WASHINGTON — You have to hand it to the gun manufacturers lobby. Children may be slaughtered, the death toll from firearms may keep mounting, but these guys are unrelenting and know how to play politics.
WASHINGTON — You have to hand it to the gun manufacturers lobby. Children may be slaughtered, the death toll from firearms may keep mounting, but these guys are unrelenting and know how to play politics.
Last week’s successful recalls of two state legislators in Colorado because they supported their state’s new, carefully drawn gun law gave the National Rifle Association and its allies exactly what they wanted: intimidating headlines. The one on ABC News’ website was representative: “Colorado Recall Elections Chill Push for New Gun Laws.”
This is how self-fulfilling prophesies are born. If matters stop there and the idea takes hold, the gun extremists will, indeed, win.

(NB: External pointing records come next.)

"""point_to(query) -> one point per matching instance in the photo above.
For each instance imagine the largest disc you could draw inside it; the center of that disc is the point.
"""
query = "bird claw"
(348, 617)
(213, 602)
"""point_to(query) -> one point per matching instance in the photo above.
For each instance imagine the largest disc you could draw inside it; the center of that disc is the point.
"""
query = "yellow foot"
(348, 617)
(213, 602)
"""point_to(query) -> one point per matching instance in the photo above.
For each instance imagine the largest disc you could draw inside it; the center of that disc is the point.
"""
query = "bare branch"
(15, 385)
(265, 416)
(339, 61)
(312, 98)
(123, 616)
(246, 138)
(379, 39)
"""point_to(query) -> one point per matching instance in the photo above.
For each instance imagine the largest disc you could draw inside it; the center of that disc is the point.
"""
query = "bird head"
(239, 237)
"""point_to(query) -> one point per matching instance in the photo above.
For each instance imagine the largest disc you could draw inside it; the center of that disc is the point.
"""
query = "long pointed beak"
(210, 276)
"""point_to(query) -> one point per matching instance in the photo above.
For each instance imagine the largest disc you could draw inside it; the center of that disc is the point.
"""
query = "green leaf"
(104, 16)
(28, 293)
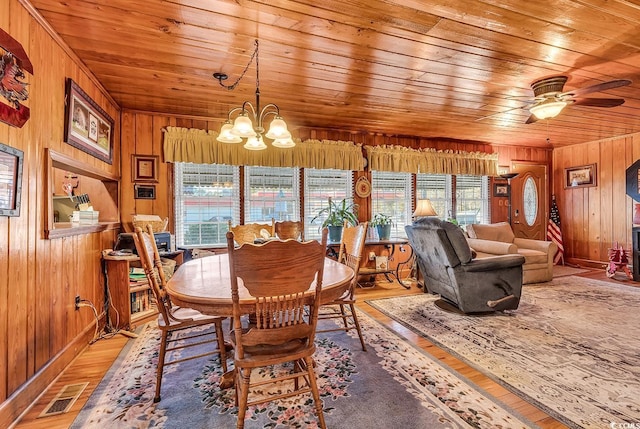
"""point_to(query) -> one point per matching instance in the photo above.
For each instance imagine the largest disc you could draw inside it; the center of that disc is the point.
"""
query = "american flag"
(554, 233)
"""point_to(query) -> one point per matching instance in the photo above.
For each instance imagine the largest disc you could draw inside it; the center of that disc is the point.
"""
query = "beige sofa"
(498, 239)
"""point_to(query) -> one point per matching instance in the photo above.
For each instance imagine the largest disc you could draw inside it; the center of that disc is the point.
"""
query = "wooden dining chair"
(172, 319)
(350, 254)
(249, 232)
(283, 281)
(289, 229)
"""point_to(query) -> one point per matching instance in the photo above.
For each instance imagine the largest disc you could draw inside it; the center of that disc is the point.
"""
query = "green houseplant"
(383, 223)
(334, 214)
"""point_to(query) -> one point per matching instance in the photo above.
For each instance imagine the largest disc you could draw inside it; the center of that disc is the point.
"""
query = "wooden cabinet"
(132, 302)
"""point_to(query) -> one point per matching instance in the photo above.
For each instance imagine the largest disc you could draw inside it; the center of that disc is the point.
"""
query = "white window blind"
(472, 200)
(437, 189)
(271, 193)
(207, 197)
(392, 194)
(319, 186)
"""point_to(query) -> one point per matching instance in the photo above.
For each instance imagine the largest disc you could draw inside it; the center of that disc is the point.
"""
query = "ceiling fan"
(549, 99)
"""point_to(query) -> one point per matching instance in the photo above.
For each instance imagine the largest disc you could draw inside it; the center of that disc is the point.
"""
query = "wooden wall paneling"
(144, 146)
(127, 202)
(605, 184)
(593, 208)
(621, 227)
(4, 250)
(164, 187)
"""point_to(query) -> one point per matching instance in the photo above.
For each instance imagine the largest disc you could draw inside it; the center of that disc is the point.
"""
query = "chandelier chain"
(253, 56)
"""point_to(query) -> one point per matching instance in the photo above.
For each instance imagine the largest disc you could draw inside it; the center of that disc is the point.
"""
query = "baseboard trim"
(20, 401)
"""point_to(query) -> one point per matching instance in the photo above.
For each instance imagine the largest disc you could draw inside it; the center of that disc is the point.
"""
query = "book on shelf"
(137, 275)
(141, 301)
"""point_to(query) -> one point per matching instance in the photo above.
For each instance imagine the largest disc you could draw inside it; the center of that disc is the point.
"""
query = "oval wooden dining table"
(204, 284)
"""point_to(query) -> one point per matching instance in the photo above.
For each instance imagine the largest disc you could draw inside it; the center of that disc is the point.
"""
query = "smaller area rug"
(564, 270)
(572, 346)
(393, 384)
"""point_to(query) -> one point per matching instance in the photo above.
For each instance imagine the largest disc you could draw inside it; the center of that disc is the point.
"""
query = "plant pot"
(335, 233)
(384, 232)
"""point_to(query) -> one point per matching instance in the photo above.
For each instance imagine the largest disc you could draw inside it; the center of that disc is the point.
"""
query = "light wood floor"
(93, 363)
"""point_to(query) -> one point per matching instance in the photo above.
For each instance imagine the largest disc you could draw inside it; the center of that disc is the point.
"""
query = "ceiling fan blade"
(599, 102)
(597, 87)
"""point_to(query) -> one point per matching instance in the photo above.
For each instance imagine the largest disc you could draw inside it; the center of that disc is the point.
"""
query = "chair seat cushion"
(188, 313)
(533, 256)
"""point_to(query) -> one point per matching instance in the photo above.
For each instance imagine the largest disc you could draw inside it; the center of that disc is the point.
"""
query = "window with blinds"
(319, 186)
(271, 193)
(207, 197)
(437, 189)
(392, 194)
(472, 200)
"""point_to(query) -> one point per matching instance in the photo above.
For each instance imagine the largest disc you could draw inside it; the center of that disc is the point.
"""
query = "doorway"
(529, 200)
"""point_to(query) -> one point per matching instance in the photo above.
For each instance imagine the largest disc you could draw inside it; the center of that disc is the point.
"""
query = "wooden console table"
(367, 270)
(123, 291)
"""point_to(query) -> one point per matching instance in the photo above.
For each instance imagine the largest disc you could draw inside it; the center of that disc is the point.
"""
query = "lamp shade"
(424, 208)
(243, 127)
(548, 109)
(278, 129)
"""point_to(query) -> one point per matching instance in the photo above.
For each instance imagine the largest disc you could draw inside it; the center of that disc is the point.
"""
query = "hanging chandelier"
(249, 123)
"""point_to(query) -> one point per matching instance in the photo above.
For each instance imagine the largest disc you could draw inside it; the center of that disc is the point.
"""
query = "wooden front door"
(529, 200)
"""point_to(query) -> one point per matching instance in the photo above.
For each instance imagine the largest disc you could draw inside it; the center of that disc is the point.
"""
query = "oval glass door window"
(530, 200)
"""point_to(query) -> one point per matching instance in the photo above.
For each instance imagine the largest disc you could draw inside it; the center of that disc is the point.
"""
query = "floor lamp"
(509, 176)
(424, 208)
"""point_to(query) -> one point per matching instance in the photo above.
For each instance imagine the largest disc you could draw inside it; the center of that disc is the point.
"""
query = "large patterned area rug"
(572, 346)
(393, 384)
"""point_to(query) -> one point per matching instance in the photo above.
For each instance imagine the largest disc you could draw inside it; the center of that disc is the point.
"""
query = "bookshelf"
(132, 300)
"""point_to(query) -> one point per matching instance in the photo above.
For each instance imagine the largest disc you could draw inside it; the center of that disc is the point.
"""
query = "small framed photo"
(144, 192)
(580, 177)
(145, 168)
(500, 190)
(11, 160)
(87, 126)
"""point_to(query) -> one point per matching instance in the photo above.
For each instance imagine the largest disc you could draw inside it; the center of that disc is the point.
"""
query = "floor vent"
(64, 400)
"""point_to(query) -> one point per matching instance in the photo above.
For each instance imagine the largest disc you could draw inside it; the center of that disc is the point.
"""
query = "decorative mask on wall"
(13, 62)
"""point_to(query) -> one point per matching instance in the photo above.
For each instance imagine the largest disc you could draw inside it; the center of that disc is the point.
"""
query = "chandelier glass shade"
(250, 119)
(424, 208)
(548, 109)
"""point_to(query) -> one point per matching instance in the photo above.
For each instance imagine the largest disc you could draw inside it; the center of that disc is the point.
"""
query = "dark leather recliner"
(472, 285)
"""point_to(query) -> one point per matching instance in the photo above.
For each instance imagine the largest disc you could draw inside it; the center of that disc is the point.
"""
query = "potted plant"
(382, 222)
(333, 216)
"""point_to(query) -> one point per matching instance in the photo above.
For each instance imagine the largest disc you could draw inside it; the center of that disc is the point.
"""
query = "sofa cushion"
(533, 256)
(500, 231)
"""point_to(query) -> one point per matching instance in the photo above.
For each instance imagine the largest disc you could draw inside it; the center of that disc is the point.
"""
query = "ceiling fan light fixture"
(548, 110)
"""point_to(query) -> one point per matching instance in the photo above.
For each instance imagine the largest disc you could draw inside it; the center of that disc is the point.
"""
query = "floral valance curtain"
(201, 147)
(404, 159)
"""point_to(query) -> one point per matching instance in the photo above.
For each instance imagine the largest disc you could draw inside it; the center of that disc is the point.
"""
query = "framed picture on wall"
(145, 168)
(500, 190)
(580, 177)
(87, 126)
(144, 192)
(11, 160)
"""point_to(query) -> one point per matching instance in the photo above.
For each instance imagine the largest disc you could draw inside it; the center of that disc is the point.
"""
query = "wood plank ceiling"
(427, 68)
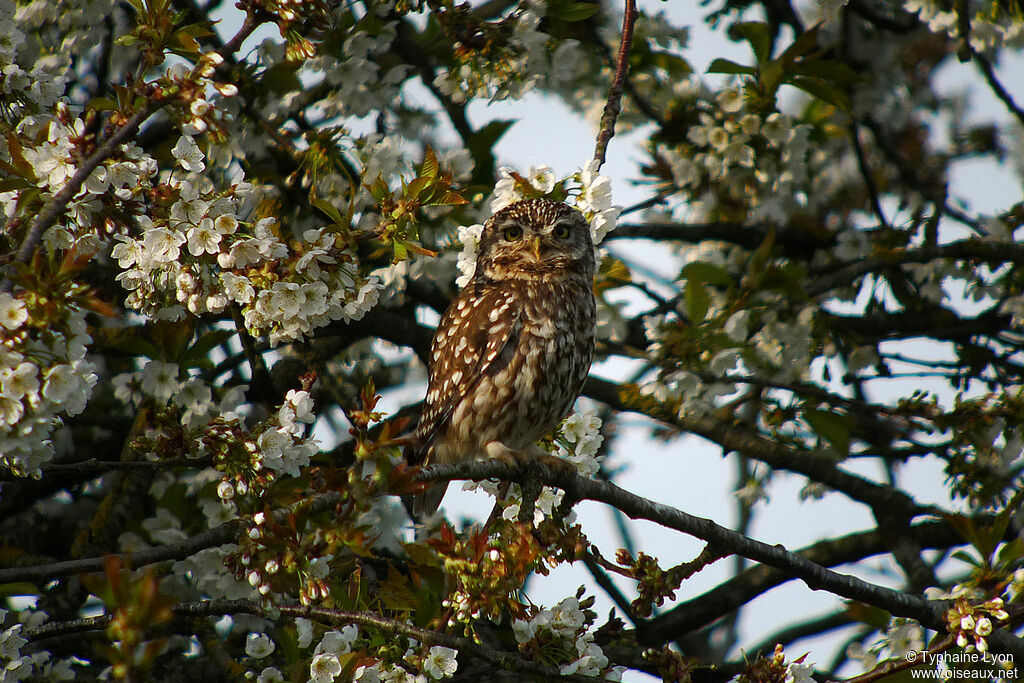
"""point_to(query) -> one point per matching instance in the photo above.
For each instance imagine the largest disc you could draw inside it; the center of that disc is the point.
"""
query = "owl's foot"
(528, 457)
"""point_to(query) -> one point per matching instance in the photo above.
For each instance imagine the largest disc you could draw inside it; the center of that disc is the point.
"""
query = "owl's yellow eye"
(512, 232)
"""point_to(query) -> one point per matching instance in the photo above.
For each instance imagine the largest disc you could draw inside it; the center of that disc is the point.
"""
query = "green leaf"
(131, 344)
(671, 62)
(480, 144)
(1012, 552)
(758, 34)
(803, 44)
(697, 301)
(101, 104)
(721, 66)
(707, 272)
(430, 165)
(821, 90)
(197, 353)
(827, 70)
(868, 614)
(327, 208)
(8, 184)
(578, 11)
(417, 185)
(400, 251)
(833, 427)
(965, 556)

It would be great, of course, if all politicians were like Colorado Senate President John Morse, a former police chief, and state Sen. Angela Giron. Despite being recalled, both Democrats have been unrepentant about championing background checks and limits on gun magazines to 15 rounds.

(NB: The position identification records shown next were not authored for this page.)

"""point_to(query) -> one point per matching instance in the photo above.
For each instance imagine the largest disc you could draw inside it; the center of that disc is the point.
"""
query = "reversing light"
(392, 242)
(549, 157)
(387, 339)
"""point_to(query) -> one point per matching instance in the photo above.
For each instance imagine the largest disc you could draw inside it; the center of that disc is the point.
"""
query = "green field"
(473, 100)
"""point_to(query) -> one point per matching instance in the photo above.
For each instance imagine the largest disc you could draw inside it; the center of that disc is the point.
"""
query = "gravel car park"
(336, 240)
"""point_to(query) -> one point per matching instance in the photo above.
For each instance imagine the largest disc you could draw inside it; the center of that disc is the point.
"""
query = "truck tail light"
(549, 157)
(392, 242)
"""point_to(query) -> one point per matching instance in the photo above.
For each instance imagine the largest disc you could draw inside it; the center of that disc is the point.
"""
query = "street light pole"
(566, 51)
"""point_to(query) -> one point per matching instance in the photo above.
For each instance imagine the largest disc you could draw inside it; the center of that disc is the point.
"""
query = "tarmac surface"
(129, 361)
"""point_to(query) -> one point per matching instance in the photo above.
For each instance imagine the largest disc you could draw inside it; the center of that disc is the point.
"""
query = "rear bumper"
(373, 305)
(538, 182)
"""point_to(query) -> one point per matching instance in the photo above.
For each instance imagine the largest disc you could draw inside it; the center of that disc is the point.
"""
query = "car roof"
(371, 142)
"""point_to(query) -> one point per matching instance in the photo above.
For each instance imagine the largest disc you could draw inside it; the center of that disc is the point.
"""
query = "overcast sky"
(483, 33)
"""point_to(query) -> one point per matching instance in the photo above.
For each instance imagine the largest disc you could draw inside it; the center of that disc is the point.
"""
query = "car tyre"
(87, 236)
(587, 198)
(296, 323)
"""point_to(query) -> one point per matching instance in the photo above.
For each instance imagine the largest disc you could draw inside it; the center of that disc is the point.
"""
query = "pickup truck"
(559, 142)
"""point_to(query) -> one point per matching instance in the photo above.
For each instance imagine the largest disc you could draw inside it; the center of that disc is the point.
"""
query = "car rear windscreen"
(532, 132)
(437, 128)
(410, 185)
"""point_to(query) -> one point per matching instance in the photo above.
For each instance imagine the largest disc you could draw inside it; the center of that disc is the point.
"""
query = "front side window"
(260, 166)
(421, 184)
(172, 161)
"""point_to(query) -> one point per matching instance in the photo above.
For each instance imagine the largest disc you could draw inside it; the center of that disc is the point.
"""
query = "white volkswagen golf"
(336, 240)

“I spent years as a paramedic treating people who have been shot,” Morse said in a telephone interview. “I spent years as a police officer investigating situations in which people have been shot. I have been shot at myself. I may have been voted out of office, but the bill stays, the law stays.”
Morse also cautioned proponents of stricter gun laws around the country not to read too much into a low-turnout election. He stressed the impact of a court decision that effectively barred mail-in ballots in the contests. Since 70 percent of Coloradans normally vote by mail, the ruling gave the highly energized opponents of the law a leg up. And the latest count showed that Morse was defeated by only 343 votes, although Giron’s margin of defeat was wider.
Yet the intensity gap is precisely the problem.
Shortly after a background check bill failed to get 60 votes in the U.S. Senate last April, a Pew survey found that 73 percent of Americans still backed the proposal while only 20 percent opposed it. But when respondents were asked if they’d refuse to vote for a candidate who disagreed with them on guns, those whose priority was to protect gun rights were more likely to say yes than those who thought it more important to control gun ownership. Even more significant, 12 percent of the gun rights partisans said they had given money to groups on their side of the issue, compared with only 3 percent who believed in regulating gun ownership.
The gun lobby has a large base. Those seeking more sensible gun laws still need to build one.
Doing so requires them to grapple with the fact that political issues can carry meanings far beyond the specifics of policy. These days, we tend to celebrate the autonomy granted us by technology, geographical mobility and an economy of free agents. Yet a pollster who conducted focus groups on gun control told me recently of her surprise that talk about guns quickly turned into a discussion of what participants experienced as a weakening of solidarity and shared commitment.
Neighborhoods, they said, were no longer alliances of parents collectively keeping watch over the area’s kids, and they mourned the absence of a common understanding of the values that ought to be passed on to the next generation. Perhaps paradoxically, the stronger bonds of community they see unraveling had once given them more real control over their own lives.
The gun lobby responds to this lost world by saying: If you feel your power ebbing, grab a gun, and don’t let the elitists disarm you because they disdain your values and your way of life.
How to answer? Certainly Colorado shows that when sane legislation is enacted, its supporters need to sell the benefits far more effectively and to persuade more voters to see gun sanity as a make-or-break issue. And they should follow the NRA in never allowing setbacks to demobilize them.
But they also need to be clear that they seek background checks, smaller magazines and the like not to disempower gun owners but to liberate all of us from fears that madmen might gun down our children and wreak havoc in our communities.
Those of us who support gun regulations share with most gun owners a devotion to a rather old-fashioned world. We believe that the possession of firearms comes with responsibilities and that we need to take seriously our obligations to protect one another. Ours is the real fight for liberty. For if we become a society in which everyone has to be armed, we will truly have lost the most basic freedom there is.